Hayatını, İslamiyeti bir hayat nizamı olarak kalplere nakşetmeye adamış büyük devlet adamı, Bilge Kral, Aliya İzetbegoviç, İslami Yeniden Doğuşun Meseleleri’nde İslami uyanışımızdaki/uyanamayışımızdaki durumlara dikkat çekiyor.
İslamın bireysel ve toplumsal sahadan çıkarılarak, dış dünyayı düzenleme ve değiştirme rolünün unutulup içi boş ritüellere indirgenen, geleneksel, şekilci bir anlayışla Müslüman toplumların nasıl geri kalıp barbarlara kolay bir av haline geldiğini gösteriyor.
Kitapta yazar; kendi karanlığını kapatmak adına İslamın altın çağını unutturan çağdaş(!) dediğimiz Batı’nın içine düştüğü durumu örnekleriyle gösterip ithal söylemlerle yaşanan sıkıntıların çözülemeyeceği, içinde bulunduğumuz buhrandan kurtulmak için salt teolojik bir yaklaşımdan ibaret olmayan, başlangıçtaki anlamıyla uyumlu, salih amel düsturunun ön planda olduğu İslamiyet’e sımsıkı sarılmamız gerektiğini söylüyor.
Değişim arzusunu hisseden, sadece inanan değil eyleme geçip, başarı için gayret sarf ederek mücadele edecek bir neslin gelmesini arzulayan yazar Dünya üzerindeki müslümanların farklılıklarını bir kenara koyup doğru olan tek yol İslam’da buluşarak İslam gücünün kurulmasını önceliyor.
Kitap, Bilge Kral’ın 1967-1981 yılları arasında İslami Yeniden Doğuş adına yazdığı denemelerden oluşuyor.
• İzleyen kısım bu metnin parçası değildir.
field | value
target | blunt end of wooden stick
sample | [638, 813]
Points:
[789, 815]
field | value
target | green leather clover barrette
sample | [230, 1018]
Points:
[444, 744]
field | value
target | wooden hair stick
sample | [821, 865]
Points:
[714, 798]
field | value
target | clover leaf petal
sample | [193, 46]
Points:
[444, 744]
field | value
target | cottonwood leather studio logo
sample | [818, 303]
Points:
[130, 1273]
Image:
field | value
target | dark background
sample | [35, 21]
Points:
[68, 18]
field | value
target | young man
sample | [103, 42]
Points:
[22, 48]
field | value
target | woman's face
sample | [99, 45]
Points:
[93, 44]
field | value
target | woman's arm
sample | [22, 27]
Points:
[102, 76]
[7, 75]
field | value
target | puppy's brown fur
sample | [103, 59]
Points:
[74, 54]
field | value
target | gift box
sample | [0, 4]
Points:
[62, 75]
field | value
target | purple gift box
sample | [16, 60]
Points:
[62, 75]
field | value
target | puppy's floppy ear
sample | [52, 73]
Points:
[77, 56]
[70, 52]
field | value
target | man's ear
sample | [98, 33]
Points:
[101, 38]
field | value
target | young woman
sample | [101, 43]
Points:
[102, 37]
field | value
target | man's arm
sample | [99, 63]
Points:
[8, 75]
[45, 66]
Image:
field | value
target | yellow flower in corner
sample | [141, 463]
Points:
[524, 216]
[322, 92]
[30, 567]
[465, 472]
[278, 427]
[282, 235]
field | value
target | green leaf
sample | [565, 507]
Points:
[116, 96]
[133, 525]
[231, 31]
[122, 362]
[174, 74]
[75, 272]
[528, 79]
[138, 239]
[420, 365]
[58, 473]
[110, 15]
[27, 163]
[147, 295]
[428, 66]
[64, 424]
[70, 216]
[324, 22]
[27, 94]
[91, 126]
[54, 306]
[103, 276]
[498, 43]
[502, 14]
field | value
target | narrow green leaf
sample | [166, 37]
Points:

Yıllar öncesi yapmış olduğu durum tespitleri ve tavsiyeleri bugün hala geçerli.
Kendi adıma son dönemde okuduğum bana en çok tesir eden kitaplardan biri oldu diyebilirim. Doğu Batı Arasında İslam’dan sonra okuduğum bu kitabıyla Aliya İzetbegoviç benim için farklı bir boyuta evrildi.